On a more mathematical note, you should not have to include an intercept term when fitting a ridge regression.
It is very important, when applying penalized methods, to standardize your data (as you point out with your comment about
scale. It's also important to realize that penalties are not generally applied to the intercept term, as this would cause the model to violate the attractive property that the average predictions equal the average response (on the training data).Together, these facts (centered data, no intercept penalty) imply that the intercept parameter estimate in a ridge regression is known a priori, it is zero.
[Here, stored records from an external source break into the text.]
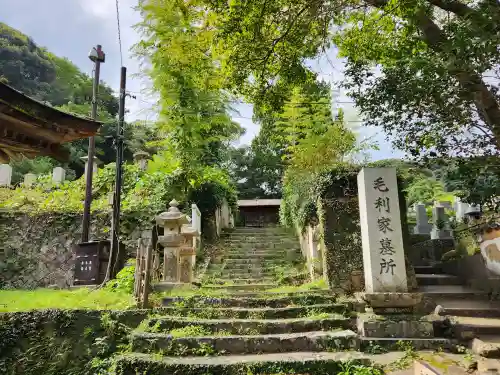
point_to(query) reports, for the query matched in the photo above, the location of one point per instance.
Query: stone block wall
(37, 250)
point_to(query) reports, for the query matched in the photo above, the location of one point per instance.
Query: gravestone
(381, 231)
(423, 226)
(94, 165)
(29, 179)
(58, 175)
(440, 229)
(5, 174)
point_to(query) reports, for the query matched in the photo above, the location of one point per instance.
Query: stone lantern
(187, 254)
(172, 222)
(141, 158)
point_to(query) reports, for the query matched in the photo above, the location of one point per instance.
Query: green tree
(431, 94)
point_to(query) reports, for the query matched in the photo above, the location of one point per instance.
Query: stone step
(242, 266)
(318, 363)
(253, 326)
(427, 270)
(487, 346)
(242, 272)
(272, 301)
(258, 313)
(439, 279)
(239, 287)
(260, 244)
(316, 341)
(272, 252)
(400, 343)
(441, 293)
(472, 312)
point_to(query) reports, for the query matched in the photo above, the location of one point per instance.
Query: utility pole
(97, 56)
(115, 224)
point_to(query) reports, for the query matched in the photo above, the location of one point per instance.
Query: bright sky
(70, 28)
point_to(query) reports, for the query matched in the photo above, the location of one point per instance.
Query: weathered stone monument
(381, 232)
(94, 164)
(58, 175)
(29, 179)
(171, 221)
(441, 229)
(5, 175)
(423, 226)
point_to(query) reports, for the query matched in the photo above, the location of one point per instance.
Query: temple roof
(31, 128)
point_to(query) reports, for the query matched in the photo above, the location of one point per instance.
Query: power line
(119, 31)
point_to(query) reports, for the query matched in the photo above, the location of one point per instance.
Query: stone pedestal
(5, 175)
(171, 221)
(381, 231)
(392, 303)
(59, 175)
(29, 179)
(94, 165)
(187, 254)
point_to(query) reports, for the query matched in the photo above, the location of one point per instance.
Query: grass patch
(83, 298)
(190, 331)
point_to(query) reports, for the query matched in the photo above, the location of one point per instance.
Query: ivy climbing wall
(37, 250)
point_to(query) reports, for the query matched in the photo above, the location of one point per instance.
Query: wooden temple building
(31, 128)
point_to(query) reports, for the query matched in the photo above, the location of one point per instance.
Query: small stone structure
(94, 164)
(441, 229)
(423, 226)
(381, 232)
(178, 243)
(5, 175)
(29, 179)
(141, 158)
(259, 212)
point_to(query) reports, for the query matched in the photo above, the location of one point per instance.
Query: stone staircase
(272, 333)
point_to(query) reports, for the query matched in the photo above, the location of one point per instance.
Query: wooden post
(137, 275)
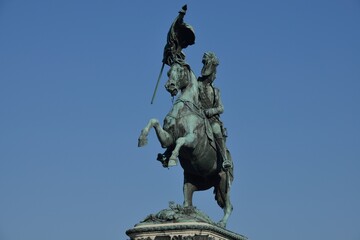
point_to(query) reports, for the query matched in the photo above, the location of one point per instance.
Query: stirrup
(226, 165)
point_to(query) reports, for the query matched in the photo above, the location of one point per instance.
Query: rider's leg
(220, 142)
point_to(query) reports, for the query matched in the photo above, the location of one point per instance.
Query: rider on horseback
(212, 105)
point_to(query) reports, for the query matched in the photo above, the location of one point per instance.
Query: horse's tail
(222, 189)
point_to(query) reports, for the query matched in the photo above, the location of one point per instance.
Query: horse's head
(179, 78)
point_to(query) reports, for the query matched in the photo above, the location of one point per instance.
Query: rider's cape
(179, 36)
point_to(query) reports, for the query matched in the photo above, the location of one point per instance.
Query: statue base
(178, 223)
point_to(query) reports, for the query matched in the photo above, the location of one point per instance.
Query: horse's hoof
(172, 163)
(142, 141)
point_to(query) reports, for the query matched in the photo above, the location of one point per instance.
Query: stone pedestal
(182, 231)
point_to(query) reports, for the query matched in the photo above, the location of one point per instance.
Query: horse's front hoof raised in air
(172, 162)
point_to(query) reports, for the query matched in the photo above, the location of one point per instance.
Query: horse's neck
(191, 92)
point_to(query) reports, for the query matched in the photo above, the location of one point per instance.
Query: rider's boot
(226, 164)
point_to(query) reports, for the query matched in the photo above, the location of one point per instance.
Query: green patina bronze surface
(192, 132)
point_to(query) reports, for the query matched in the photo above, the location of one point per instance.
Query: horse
(187, 136)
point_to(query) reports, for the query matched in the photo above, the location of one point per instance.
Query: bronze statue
(192, 131)
(212, 105)
(187, 132)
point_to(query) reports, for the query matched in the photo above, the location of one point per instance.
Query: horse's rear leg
(224, 192)
(164, 137)
(187, 141)
(188, 189)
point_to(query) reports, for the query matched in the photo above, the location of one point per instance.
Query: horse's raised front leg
(164, 137)
(187, 141)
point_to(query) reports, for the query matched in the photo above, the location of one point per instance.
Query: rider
(212, 105)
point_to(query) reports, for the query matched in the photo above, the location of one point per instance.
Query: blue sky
(76, 80)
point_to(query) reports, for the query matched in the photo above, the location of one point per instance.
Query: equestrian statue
(192, 131)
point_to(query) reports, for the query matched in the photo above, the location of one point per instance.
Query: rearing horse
(186, 133)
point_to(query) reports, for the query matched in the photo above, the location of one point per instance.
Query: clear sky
(76, 80)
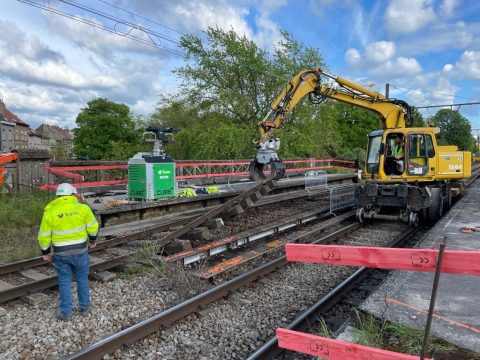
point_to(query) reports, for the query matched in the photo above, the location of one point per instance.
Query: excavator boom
(392, 113)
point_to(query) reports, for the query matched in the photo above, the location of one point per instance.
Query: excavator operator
(394, 162)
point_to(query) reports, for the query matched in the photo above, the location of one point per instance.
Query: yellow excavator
(408, 176)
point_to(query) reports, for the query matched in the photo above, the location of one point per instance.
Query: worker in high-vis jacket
(69, 228)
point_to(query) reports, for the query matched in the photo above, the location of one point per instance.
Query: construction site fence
(91, 174)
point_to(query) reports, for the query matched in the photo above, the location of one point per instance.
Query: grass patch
(20, 217)
(174, 276)
(127, 273)
(403, 339)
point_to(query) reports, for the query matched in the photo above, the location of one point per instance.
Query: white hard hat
(65, 189)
The coefficient vector from ridge regression is the solution to the penalized optimization problem
$$ \beta = argmin \left( (y - X\beta)^t (y - X\beta) + \frac{1}{2}\sum_{j > 0} \beta_j^2 \right) $$
Taking a partial with respect to the intercept parameter
$$ \frac{\partial L}{\partial \beta_0} = \sum_{i=1}^{n} \left( y - \sum_{j=0}^q \beta_j x_{ij} \right) x_{i0} $$
But $x_{0i}$ are the entries in the model matrix corresponding to the intercept, so $x_{0i} = 1$ always. So we get
$$\sum_{i=1} y_i + \sum_{j=0}^q \beta_j \sum_{i=1}^n x_{ij} $$
The first term, with the sum over y, is zero because $y$ is centered (or not, a good check of understanding is to work out what happens if you don't center y). In the second term, each predictor is centered, so the sum over $i$ is zero for every predictor $j$ except the intercept. For the intercept, the second term $i$ sum comes out to $n$ (it's $1 + 1 + 1 + \cdots$). So this whole thing reduces to
$$ n \beta_0 $$
Setting this partial equal to zero, $n\beta_0 = 0$, we recover $\beta_0 = 0$, as expected.
So, you do not need to bind on an intercept term to your model matrix. Your function should either expect standardized data (and if you plan on making it public, it should check this is so), or standardize the data itself. Once this is done, the intercept is known to be zero. I'll leave it as an exersize to work out what the intercept should be when you translate the coefficients back to the un-normalized scale.
It's a bit more complicated, but not too bad if you are careful. Here's a place where I answered a very similar question:
GLMnet - “Unstandardizing” Linear Regression Coefficients
You may have to make a very simple change if you are not standardizing $y$.